In simple terms: How well are temporally relevant documents ranked? (1.0 = perfect ranking, 0.0 = worst ranking)
Inputs¶
retrieved_idsandgold_ids(gold mode)queryandretrieved_docs(LLM mode)qftanddfts(Focus Time mode)k(cutoff)
Output¶
- Range: [0, 1], higher is better.
Prompt (LLM mode)¶
## Task
Rate the temporal relevance of this document to the query on a scale of 0-4.
## Query
{query}
## Document
{document}
## Grading Scale (G-EVAL style)
- 4: Perfect - Contains exact temporal information needed to fully answer the query
- 3: Highly Relevant - Contains most temporal information, minor gaps
- 2: Partially Relevant - Contains some temporal context but incomplete
- 1: Marginally Relevant - Mentions related time periods but doesn't directly answer
- 0: Not Relevant - No useful temporal information for this query
## Output (JSON)
{
"relevance_score": 0 to 4,
"reasoning": "brief explanation of temporal relevance"
}
Examples¶
Focus Time¶
from tempoeval.metrics import TemporalNDCG
metric = TemporalNDCG(use_focus_time=True)

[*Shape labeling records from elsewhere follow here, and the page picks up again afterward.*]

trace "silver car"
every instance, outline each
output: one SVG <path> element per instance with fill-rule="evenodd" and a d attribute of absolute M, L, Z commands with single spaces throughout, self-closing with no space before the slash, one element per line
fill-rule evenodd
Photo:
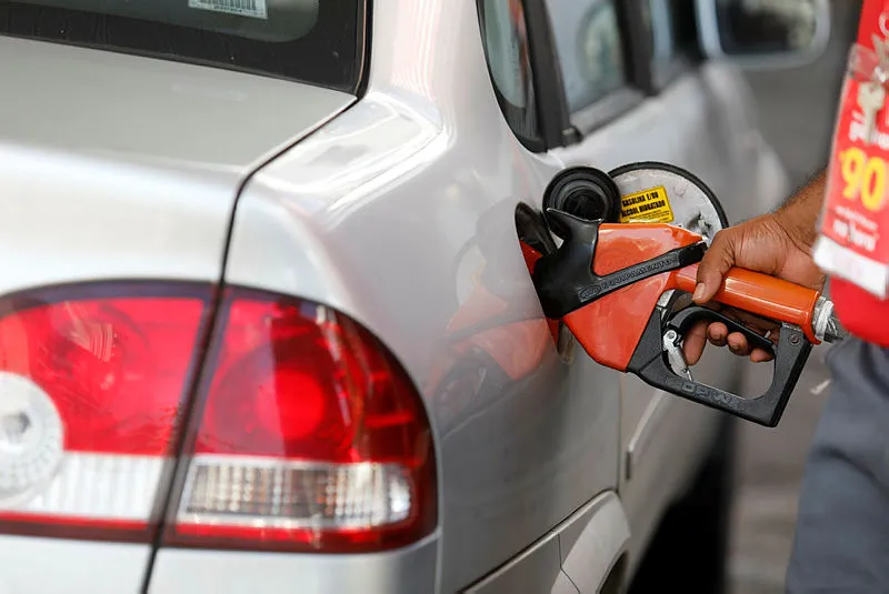
<path fill-rule="evenodd" d="M 731 423 L 521 244 L 571 164 L 785 195 L 811 3 L 0 1 L 0 594 L 716 592 Z"/>

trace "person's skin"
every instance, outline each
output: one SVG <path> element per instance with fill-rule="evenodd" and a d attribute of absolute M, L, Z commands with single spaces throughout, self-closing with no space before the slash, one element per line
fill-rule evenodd
<path fill-rule="evenodd" d="M 818 236 L 817 222 L 825 195 L 826 173 L 821 172 L 776 212 L 763 214 L 741 224 L 723 229 L 713 238 L 698 269 L 696 303 L 709 302 L 731 266 L 745 268 L 787 281 L 821 289 L 825 275 L 815 265 L 812 245 Z M 762 320 L 725 310 L 750 329 L 766 334 L 775 326 Z M 777 336 L 769 336 L 775 340 Z M 769 361 L 762 349 L 752 352 L 741 333 L 728 333 L 726 324 L 702 322 L 686 334 L 685 354 L 689 365 L 697 363 L 707 341 L 725 346 L 738 355 L 750 355 L 753 362 Z"/>

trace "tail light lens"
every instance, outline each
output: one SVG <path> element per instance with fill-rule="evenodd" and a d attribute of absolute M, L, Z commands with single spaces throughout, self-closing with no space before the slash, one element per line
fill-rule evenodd
<path fill-rule="evenodd" d="M 166 544 L 359 552 L 436 523 L 429 423 L 366 329 L 234 292 L 223 309 Z"/>
<path fill-rule="evenodd" d="M 0 532 L 151 537 L 208 296 L 104 285 L 0 303 Z"/>
<path fill-rule="evenodd" d="M 0 534 L 153 541 L 179 453 L 168 546 L 359 552 L 431 532 L 429 423 L 391 353 L 326 306 L 233 291 L 189 406 L 210 296 L 0 301 Z"/>

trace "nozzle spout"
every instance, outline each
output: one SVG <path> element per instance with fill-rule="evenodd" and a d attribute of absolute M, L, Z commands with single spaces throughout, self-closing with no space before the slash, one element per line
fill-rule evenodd
<path fill-rule="evenodd" d="M 818 303 L 815 305 L 812 331 L 818 340 L 829 343 L 839 342 L 849 335 L 849 332 L 837 320 L 833 302 L 823 295 L 818 298 Z"/>

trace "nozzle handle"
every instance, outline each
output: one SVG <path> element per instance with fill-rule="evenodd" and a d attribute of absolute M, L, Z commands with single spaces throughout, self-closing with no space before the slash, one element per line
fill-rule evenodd
<path fill-rule="evenodd" d="M 680 334 L 698 320 L 719 319 L 718 312 L 701 306 L 688 308 L 683 313 L 681 321 L 675 322 L 675 325 L 679 326 Z M 661 311 L 657 308 L 648 321 L 642 340 L 639 341 L 627 371 L 665 392 L 769 427 L 776 426 L 781 420 L 812 350 L 812 343 L 805 339 L 798 328 L 785 325 L 773 350 L 775 373 L 771 385 L 765 394 L 747 399 L 675 373 L 663 353 L 662 329 Z"/>
<path fill-rule="evenodd" d="M 693 292 L 697 276 L 698 264 L 683 268 L 677 273 L 677 289 Z M 713 301 L 760 318 L 799 326 L 809 342 L 820 344 L 821 340 L 813 328 L 820 296 L 820 291 L 815 289 L 735 266 L 722 279 Z"/>

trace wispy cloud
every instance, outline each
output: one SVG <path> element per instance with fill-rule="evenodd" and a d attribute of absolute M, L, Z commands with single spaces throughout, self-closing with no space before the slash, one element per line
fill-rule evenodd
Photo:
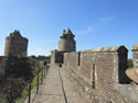
<path fill-rule="evenodd" d="M 97 28 L 100 28 L 102 26 L 106 26 L 113 20 L 114 20 L 114 18 L 100 18 L 97 20 L 97 22 L 95 24 L 92 24 L 92 25 L 85 27 L 84 30 L 77 31 L 76 34 L 77 35 L 88 35 L 88 34 L 95 32 Z"/>

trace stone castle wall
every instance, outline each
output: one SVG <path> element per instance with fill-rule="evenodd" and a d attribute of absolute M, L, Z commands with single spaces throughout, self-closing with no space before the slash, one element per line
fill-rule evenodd
<path fill-rule="evenodd" d="M 51 52 L 51 64 L 62 64 L 63 62 L 63 53 L 62 52 L 57 52 L 52 50 Z"/>
<path fill-rule="evenodd" d="M 97 101 L 94 103 L 100 100 L 107 103 L 137 103 L 132 100 L 136 95 L 131 95 L 136 93 L 124 94 L 124 90 L 130 90 L 128 83 L 131 81 L 125 75 L 127 53 L 125 46 L 65 53 L 63 68 L 74 88 L 77 87 L 87 98 L 94 98 Z"/>

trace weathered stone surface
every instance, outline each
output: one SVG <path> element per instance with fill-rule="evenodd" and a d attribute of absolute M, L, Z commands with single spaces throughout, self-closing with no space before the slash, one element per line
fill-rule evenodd
<path fill-rule="evenodd" d="M 61 69 L 54 65 L 50 67 L 39 94 L 31 103 L 88 103 L 85 98 L 77 94 L 66 72 Z"/>
<path fill-rule="evenodd" d="M 4 56 L 25 57 L 28 53 L 28 39 L 22 37 L 19 31 L 14 31 L 6 38 Z"/>
<path fill-rule="evenodd" d="M 52 50 L 51 52 L 51 64 L 62 64 L 63 62 L 63 53 L 62 52 L 57 52 Z"/>

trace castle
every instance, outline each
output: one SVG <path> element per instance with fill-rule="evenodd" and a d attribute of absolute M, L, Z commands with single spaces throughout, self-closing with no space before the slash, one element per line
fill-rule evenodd
<path fill-rule="evenodd" d="M 86 98 L 109 100 L 110 103 L 136 103 L 138 93 L 126 76 L 128 49 L 120 45 L 75 52 L 76 43 L 70 28 L 63 31 L 59 50 L 51 52 L 51 64 L 61 64 Z M 138 67 L 138 44 L 132 47 L 134 67 Z M 95 102 L 94 102 L 95 103 Z M 96 102 L 98 103 L 98 102 Z"/>
<path fill-rule="evenodd" d="M 10 33 L 6 38 L 4 56 L 26 57 L 28 39 L 22 37 L 19 31 Z"/>

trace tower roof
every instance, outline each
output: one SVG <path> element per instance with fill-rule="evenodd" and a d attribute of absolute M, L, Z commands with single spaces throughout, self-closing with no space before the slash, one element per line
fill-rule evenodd
<path fill-rule="evenodd" d="M 20 34 L 19 31 L 15 30 L 14 32 L 11 33 L 11 36 L 19 36 L 19 37 L 21 37 L 21 34 Z"/>
<path fill-rule="evenodd" d="M 64 35 L 73 35 L 73 33 L 72 33 L 72 31 L 70 30 L 70 27 L 66 30 L 66 31 L 64 31 Z"/>

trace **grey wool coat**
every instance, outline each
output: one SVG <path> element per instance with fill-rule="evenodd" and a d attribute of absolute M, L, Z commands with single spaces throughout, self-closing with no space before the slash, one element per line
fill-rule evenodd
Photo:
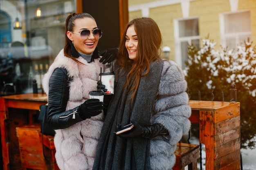
<path fill-rule="evenodd" d="M 162 65 L 157 64 L 158 62 L 151 63 L 149 75 L 141 79 L 134 106 L 130 108 L 128 106 L 124 107 L 124 113 L 118 108 L 123 107 L 122 106 L 124 104 L 126 105 L 124 99 L 126 96 L 121 92 L 121 87 L 119 87 L 122 86 L 124 80 L 122 78 L 118 80 L 117 84 L 119 86 L 117 87 L 117 88 L 115 87 L 115 94 L 110 104 L 103 127 L 94 170 L 119 170 L 121 167 L 122 167 L 122 169 L 132 170 L 172 169 L 175 161 L 174 152 L 177 143 L 190 128 L 191 122 L 189 118 L 191 114 L 191 108 L 188 104 L 189 97 L 186 92 L 187 83 L 182 70 L 173 61 L 164 60 L 160 62 L 162 63 Z M 151 83 L 154 80 L 152 78 L 159 76 L 161 77 L 157 78 L 159 79 L 158 82 Z M 148 93 L 144 91 L 150 92 Z M 121 102 L 119 106 L 112 104 L 113 102 L 115 103 L 121 100 L 124 102 Z M 115 130 L 115 126 L 117 124 L 116 120 L 121 119 L 124 121 L 125 119 L 125 123 L 128 123 L 130 116 L 127 115 L 130 115 L 131 118 L 137 118 L 136 120 L 142 125 L 160 124 L 168 130 L 169 136 L 159 135 L 150 139 L 128 139 L 127 141 L 124 142 L 125 140 L 113 135 L 113 130 Z M 145 118 L 147 116 L 150 117 Z M 131 140 L 132 142 L 130 142 Z M 127 144 L 125 144 L 126 142 Z M 126 146 L 129 145 L 132 145 L 134 155 L 137 158 L 131 159 L 136 160 L 136 168 L 129 165 L 130 155 L 133 155 L 129 152 L 130 147 Z M 117 146 L 123 146 L 120 148 Z M 106 147 L 108 148 L 106 149 Z M 113 152 L 113 150 L 115 151 Z M 110 158 L 111 157 L 112 158 Z M 141 157 L 144 158 L 141 158 Z M 124 166 L 124 162 L 126 163 Z M 126 166 L 127 163 L 128 164 Z"/>

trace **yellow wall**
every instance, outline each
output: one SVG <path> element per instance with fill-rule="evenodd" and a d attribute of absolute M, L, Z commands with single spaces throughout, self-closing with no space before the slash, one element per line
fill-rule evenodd
<path fill-rule="evenodd" d="M 155 1 L 160 0 L 129 0 L 128 5 L 145 3 L 144 7 L 146 7 L 149 2 Z M 256 0 L 239 0 L 236 11 L 245 10 L 250 11 L 252 40 L 256 42 Z M 183 18 L 181 4 L 178 3 L 151 8 L 149 10 L 149 16 L 157 22 L 161 30 L 163 36 L 163 46 L 168 46 L 171 48 L 170 59 L 175 60 L 173 20 Z M 221 44 L 220 15 L 220 14 L 230 12 L 231 10 L 229 0 L 191 0 L 190 1 L 189 17 L 198 18 L 199 34 L 201 38 L 204 39 L 209 35 L 210 40 L 217 42 L 216 47 L 220 50 Z M 141 12 L 139 10 L 129 12 L 129 20 L 136 17 L 142 16 Z"/>
<path fill-rule="evenodd" d="M 163 46 L 171 48 L 170 59 L 175 61 L 175 41 L 173 29 L 173 20 L 182 17 L 180 4 L 175 4 L 158 8 L 150 11 L 150 16 L 157 24 L 163 37 Z M 164 14 L 164 15 L 163 15 Z"/>

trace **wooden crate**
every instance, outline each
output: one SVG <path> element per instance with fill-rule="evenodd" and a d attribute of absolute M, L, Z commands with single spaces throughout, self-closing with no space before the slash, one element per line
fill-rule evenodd
<path fill-rule="evenodd" d="M 198 109 L 206 170 L 240 170 L 240 103 L 205 102 Z"/>
<path fill-rule="evenodd" d="M 183 170 L 187 166 L 189 170 L 197 170 L 197 159 L 200 157 L 199 145 L 178 143 L 174 154 L 176 162 L 173 170 Z"/>
<path fill-rule="evenodd" d="M 23 125 L 16 128 L 22 168 L 45 170 L 45 165 L 40 140 L 39 124 Z"/>

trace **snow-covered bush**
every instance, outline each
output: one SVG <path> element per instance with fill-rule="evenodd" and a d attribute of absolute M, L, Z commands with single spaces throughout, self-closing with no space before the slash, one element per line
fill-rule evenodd
<path fill-rule="evenodd" d="M 235 49 L 222 47 L 208 38 L 200 49 L 192 44 L 184 70 L 190 99 L 229 102 L 231 85 L 234 83 L 237 102 L 240 103 L 242 148 L 254 148 L 256 141 L 256 49 L 248 39 Z M 213 97 L 212 94 L 214 96 Z M 193 130 L 193 129 L 192 129 Z"/>

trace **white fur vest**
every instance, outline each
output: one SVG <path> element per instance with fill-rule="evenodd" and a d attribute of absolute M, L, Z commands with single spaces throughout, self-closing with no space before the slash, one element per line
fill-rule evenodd
<path fill-rule="evenodd" d="M 66 110 L 79 106 L 89 99 L 89 91 L 97 89 L 101 67 L 103 72 L 106 71 L 105 65 L 99 62 L 100 59 L 94 59 L 94 62 L 88 63 L 80 57 L 78 60 L 84 65 L 81 64 L 65 57 L 62 50 L 44 76 L 44 90 L 48 95 L 49 79 L 52 74 L 56 68 L 64 68 L 67 71 L 68 77 L 73 77 L 69 84 L 69 98 Z M 101 113 L 69 128 L 55 130 L 55 157 L 60 169 L 92 169 L 103 119 L 103 114 Z"/>

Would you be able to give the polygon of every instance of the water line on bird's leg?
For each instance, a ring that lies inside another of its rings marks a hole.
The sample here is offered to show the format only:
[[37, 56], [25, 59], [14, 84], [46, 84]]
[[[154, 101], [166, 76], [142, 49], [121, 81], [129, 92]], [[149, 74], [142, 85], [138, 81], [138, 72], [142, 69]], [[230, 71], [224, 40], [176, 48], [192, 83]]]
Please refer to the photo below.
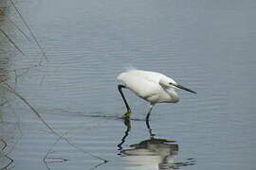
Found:
[[147, 122], [149, 121], [149, 117], [150, 117], [153, 107], [154, 107], [154, 104], [150, 104], [150, 109], [148, 110], [148, 114], [147, 114], [147, 117], [146, 117]]

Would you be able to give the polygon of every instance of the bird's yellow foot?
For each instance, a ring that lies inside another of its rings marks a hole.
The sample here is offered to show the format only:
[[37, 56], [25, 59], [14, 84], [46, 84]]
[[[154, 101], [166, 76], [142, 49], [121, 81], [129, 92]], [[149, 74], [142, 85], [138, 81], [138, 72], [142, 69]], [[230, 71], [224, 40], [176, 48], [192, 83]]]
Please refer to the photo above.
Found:
[[132, 113], [132, 110], [127, 110], [124, 114], [123, 114], [123, 118], [124, 119], [130, 119], [130, 115]]

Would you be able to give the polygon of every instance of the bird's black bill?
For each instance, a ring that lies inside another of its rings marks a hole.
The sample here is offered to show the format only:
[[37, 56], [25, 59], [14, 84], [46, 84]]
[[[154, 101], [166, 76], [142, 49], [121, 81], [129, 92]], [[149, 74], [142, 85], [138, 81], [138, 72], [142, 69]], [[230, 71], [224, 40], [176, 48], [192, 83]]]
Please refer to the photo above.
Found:
[[174, 85], [174, 86], [177, 87], [177, 88], [179, 88], [179, 89], [182, 89], [182, 90], [191, 92], [191, 93], [192, 93], [192, 94], [196, 94], [196, 92], [193, 92], [193, 91], [192, 91], [192, 90], [190, 90], [190, 89], [188, 89], [188, 88], [185, 88], [185, 87], [183, 87], [183, 86], [181, 86], [181, 85], [179, 85], [179, 84]]

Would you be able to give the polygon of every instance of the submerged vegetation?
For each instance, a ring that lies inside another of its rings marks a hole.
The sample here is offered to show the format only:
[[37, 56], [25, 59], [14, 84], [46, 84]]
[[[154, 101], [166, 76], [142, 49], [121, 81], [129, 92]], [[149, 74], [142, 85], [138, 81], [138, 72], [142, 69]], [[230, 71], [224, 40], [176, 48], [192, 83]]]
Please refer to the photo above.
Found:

score = metric.compute(qft={2020, 2021}, dfts=[{2020, 2021}, {2019}], k=2)
LLM¶
from tempoeval.metrics import TemporalNDCG
metric = TemporalNDCG(use_llm=True)
metric.llm = llm
score = await metric.acompute(
query="When did X happen?",
retrieved_docs=["..."],
k=5
)
Synchronous usage
Use compute(...) for sync calls and acompute(...) for async.